Chibanis bannis, les impôts veulent leur peau - Med'in Marseille
Mai 2006 : privés d’avis fiscal par les services des impôts de Marseille, 4 000 vieux immigrés maghrébins
ne peuvent plus bénéficier des minima sociaux ou couverture santé. Une situation dramatique
comme il en existe beaucoup d’autres sur le territoire.
« Dans quinze ans, nous serons tous morts, il n’y aura plus personne ici... Que veut le gouvernement ? Que nous disparaissions plus vite ? ». Tristesse, déception et détresse se lisent dans le regard de ce Chibani (terme désignant respectueusement un ancien), habitant près de Belsunce à Marseille, et qui devrait couler une retraite heureuse. Débarqué en France, puisqu’ « on » était venu le chercher, apte qu’il était - après visite médicale - à (re)construire le pays, il y a travaillé plus de trente-cinq ans. Dans les mines, dans le bâtiment. « J’ai toujours cotisé, déclaré et payé mes impôts en temps et en heure, je n’ai jamais eu d’ennuis avec la justice ou la police, je n’ai jamais contrevenu à la loi... Que pouvais-je faire de plus ? ». Il a récemment déposé une demande de nationalité française, toujours en cours. Aujourd’hui, il est atteint d’un cancer. « Heureusement », il bénéficie d’une chimiothérapie en France, traitement médical inaccessible en Algérie, faute d’une retraite suffisante. Mais ses droits, y compris à l’accès aux soins, comme ceux de bien d’autres, sont en passe d’être remis en cause...
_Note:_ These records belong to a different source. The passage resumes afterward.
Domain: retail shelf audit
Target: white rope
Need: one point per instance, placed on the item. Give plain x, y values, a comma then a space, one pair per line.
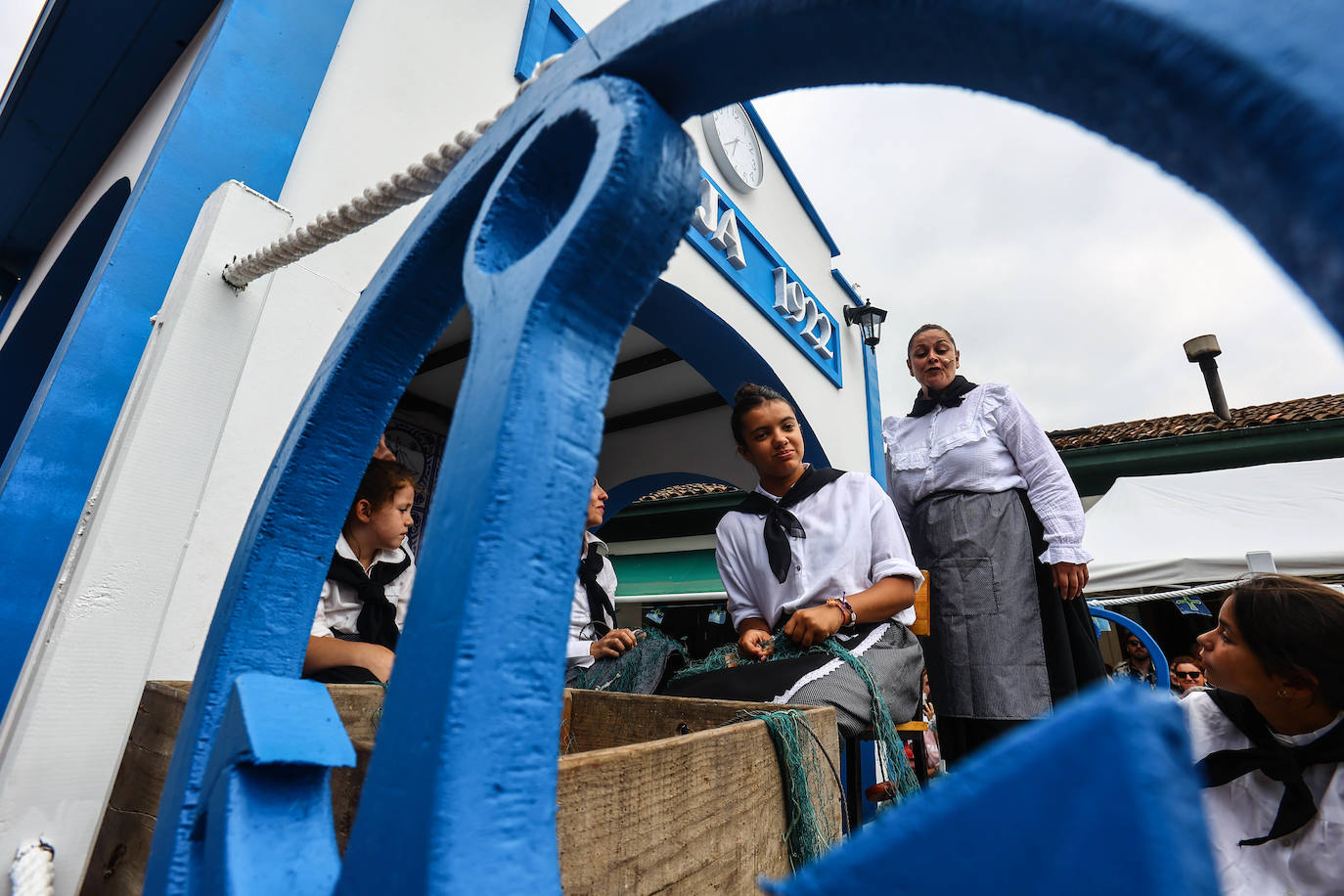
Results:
376, 203
1164, 596
32, 872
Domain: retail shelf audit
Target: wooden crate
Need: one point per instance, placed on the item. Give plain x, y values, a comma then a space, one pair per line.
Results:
656, 794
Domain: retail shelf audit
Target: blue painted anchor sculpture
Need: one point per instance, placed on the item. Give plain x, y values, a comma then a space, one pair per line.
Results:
553, 230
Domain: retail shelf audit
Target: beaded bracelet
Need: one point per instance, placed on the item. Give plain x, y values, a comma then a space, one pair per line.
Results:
850, 615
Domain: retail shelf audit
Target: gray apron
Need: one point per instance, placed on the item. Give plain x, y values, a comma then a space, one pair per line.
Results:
985, 650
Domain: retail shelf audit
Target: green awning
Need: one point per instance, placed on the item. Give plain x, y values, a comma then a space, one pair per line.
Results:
674, 572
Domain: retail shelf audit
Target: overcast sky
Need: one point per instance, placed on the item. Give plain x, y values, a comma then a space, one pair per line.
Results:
1063, 265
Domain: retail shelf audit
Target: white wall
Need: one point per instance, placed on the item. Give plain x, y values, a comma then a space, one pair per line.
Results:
391, 94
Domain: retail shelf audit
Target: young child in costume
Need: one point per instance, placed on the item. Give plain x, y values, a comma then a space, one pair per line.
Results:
369, 585
812, 554
1269, 740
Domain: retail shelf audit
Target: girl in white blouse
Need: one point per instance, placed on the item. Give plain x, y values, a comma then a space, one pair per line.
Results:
994, 516
813, 554
1269, 740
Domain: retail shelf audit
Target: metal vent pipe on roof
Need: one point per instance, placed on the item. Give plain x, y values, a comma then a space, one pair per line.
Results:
1203, 349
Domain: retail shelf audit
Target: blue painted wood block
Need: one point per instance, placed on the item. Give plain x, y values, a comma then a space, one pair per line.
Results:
1099, 798
265, 827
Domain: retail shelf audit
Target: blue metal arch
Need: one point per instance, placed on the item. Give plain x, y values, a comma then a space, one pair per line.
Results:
461, 787
1164, 676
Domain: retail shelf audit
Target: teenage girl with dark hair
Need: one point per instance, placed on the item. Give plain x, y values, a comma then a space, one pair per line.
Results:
994, 516
813, 554
1269, 739
369, 583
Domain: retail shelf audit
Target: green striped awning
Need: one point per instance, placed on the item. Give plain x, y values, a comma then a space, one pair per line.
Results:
674, 572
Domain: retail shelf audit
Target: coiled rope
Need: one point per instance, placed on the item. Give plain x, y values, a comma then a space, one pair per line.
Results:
374, 204
32, 872
1164, 596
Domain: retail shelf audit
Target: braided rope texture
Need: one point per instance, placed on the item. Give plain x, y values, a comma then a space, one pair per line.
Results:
32, 872
1164, 596
376, 203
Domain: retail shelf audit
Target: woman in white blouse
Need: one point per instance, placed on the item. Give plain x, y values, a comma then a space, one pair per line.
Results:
1268, 741
812, 554
994, 516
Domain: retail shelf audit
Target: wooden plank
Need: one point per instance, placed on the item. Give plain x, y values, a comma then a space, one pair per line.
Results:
603, 720
694, 814
121, 849
643, 808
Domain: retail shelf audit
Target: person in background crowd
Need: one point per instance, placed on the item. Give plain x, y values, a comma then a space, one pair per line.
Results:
1187, 675
593, 633
369, 585
994, 516
1268, 739
1140, 662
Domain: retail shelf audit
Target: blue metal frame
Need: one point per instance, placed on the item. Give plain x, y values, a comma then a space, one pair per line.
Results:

Un « Rentrez chez vous ! » camouflé
Car l’ensemble des vieux travailleurs rencontrés - originaires du Maghreb, notamment d’Algérie - subissent les pires tracasseries administratives. Ils se voient refuser la délivrance de leur avis fiscal par les services des impôts de Marseille depuis plusieurs mois. De nombreuses femmes, les Chibanias, rencontrent le même problème. Elles sont veuves pour la plupart et ont parfois travaillé dur plusieurs décennies, vivant de ménages ou de menus travaux.
Si l’ordre donné aux agents de bloquer les déclarations d’impôts des désormais « indésirables » émane du directeur du Centre des impôts, M. Bovigny, celui-ci agirait semble-t-il sur injonction du ministre du Budget de l’époque, Nicolas Sarkozy. Une thèse que confirme le président de l’association Le Rouet à Cœur Ouvert, Michel Pirrotina : « On ne peut que voir la main du tandem Villepin-Sarkozy derrière cette décision ». Les raisons officielles invoquées : « lutter contre les abus » et les fraudes. La note ministérielle incriminée, en date du 23 juillet 2005, n’a été rendue publique que quatre mois plus tard, plongeant dans le flou et la circonspection près de 4 000 immigrés retraités. La plupart refusent d’y croire et attendent, espérant toujours recevoir l’avis d’imposition ou de non-imposition, véritable sésame social pour percevoir le minimum vieillesse et l’allocation logement. Des courriers de l’assurance maladie exigeant la production de cet avis pour obtenir une carte de sécurité sociale tendraient pourtant à prouver que les services ont communiqué entre eux…
La confiscation de cette attestation indispensable ressemble à s’y méprendre à un arrêté d’expulsion déguisé. D’abord expulsés de chez eux (immeubles laissés à l’abandon, hôtels meublés…) pour certains, du fait de la « réhabilitation » du centre ville et du secteur du Rouet, ils sont désormais « invités », incités par l’absence de ressources, à quitter le territoire français. A « rentrer chez eux » en somme.